Hij stelde zich kandidaat voor herverkiezing in 1888, maar verloor van de Republikeinse kandidaat Benjamin Harrison – een kolonel van het leger van de Unie tijdens de burgeroorlog, en de kleinzoon van de voormalige president William Henry Harrison.
De herverkiezingscampagne van Cleveland verliep op veel niveaus slecht, aldus presidentieel historicus Troy Senik vertelde History.com.
“Hij begon de race zonder campagneleider; delegeerde de meeste verkiezingsverantwoordelijkheden aan zijn running mate, Allen Thurman, die op 74-jarige leeftijd niet gezond genoeg was om de ontberingen van de campagne te doorstaan; en baseerde de hele race op zijn voorstel om de tarieven te verlagen, wat zijn eigen Democratische Partij verdeelde en de Republikeinen in de oppositie verenigde”, zei Senik.
Cleveland won de volksstemming – 48,6% tegen 47,9% – maar verloor de stem van het Electoral College. Hij verhuisde naar New York City en oefende rechten uit.
Dus wat lokte hem terug naar het campagnespoor?
Barbara Perry, medevoorzitter van het Presidential Oral History Program van de University of Virginia Miller Center, vertelde History.com dat Cleveland niet van plan was zich na zijn eerste ambtstermijn opnieuw kandidaat te stellen, maar steeds ontevredener was over de populistische tendens van zijn partij en bezorgd was dat een nieuwe kandidaat zou „de partij naar het soort vriendjespolitiek lokken waartegen hij zo hard had gevochten.“
Opvallend genoeg, zei ze, dat zijn besluit om zich opnieuw kandidaat te stellen dateert van vóór het moderne primaire systeem – en er dus niet op dezelfde manier kiezers bij betrokken waren als vandaag.
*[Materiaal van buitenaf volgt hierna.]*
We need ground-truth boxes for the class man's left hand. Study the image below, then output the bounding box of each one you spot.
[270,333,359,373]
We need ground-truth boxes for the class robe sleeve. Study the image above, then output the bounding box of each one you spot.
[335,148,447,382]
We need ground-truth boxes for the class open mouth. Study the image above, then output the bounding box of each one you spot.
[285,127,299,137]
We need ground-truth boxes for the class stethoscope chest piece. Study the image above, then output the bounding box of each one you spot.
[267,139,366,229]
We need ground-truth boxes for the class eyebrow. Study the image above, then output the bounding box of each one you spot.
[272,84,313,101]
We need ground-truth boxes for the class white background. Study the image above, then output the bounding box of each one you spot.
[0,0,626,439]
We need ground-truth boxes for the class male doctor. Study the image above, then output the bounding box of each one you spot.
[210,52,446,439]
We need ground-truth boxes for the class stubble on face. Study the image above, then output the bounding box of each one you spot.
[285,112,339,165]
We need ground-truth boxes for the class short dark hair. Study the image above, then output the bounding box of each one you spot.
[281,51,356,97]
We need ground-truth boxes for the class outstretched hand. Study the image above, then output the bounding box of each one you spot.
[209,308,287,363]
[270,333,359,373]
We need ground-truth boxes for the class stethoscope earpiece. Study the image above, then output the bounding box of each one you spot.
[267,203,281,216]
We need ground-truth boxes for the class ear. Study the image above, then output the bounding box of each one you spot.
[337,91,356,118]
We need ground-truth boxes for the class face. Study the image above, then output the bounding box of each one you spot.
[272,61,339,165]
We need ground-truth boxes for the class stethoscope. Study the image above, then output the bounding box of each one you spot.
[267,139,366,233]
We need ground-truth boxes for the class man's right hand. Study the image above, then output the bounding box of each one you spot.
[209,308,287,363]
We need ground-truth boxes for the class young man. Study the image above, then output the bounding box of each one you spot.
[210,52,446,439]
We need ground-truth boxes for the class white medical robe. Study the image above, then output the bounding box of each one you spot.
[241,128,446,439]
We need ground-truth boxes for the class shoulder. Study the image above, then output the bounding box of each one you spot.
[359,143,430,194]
Hij werd genomineerd in 1892 en nam het opnieuw op tegen Harrison.
Deze keer, toen het land op de rand van een economische crisis stond en opnieuw ontvankelijk was voor zijn standpunt over het verlagen van de tarieven, won Cleveland met een aardverschuiving.
Zijn tweede ambtstermijn werd ook gedomineerd door economische en arbeidskwesties, van de economische depressie die bekend staat als de paniek van 1893 tot de crisis van 1893. Pullman-stakingdat het treinverkeer in het hele Midwesten ontwrichtte en de eerste keer was dat de federale regering een bevel gebruikte om een staking te verbreken (het leidde ook tot de oprichting van Labor Day als een verzoenend gebaar).
De steun voor Cleveland vanuit zijn eigen partij nam gedurende zijn ambtsperiode af. Nadat hij het Witte Huis had verlaten, trok hij zich terug in Princeton, NJ, waar hij tot zijn dood in 1908 woonde.
Hoewel Cleveland de enige president was die erin slaagde niet-opeenvolgende ambtstermijnen binnen te halen, was hij niet de enige die het probeerde.
Martin Van Buren, die diende van 1837 tot 1841, probeerde in 1848 zich kandidaat te stellen als derde partij. Millard Fillmore, die diende van 1850 tot 1853, stelde zich opnieuw kandidaat in 1856. Theodore Roosevelt, die het Witte Huis in 1909 verliet, liep zonder succes voor een derde termijn in 1912.
Ruim een eeuw later blijft Cleveland deel uitmaken van een club van één – en Trump wil zich graag aansluiten.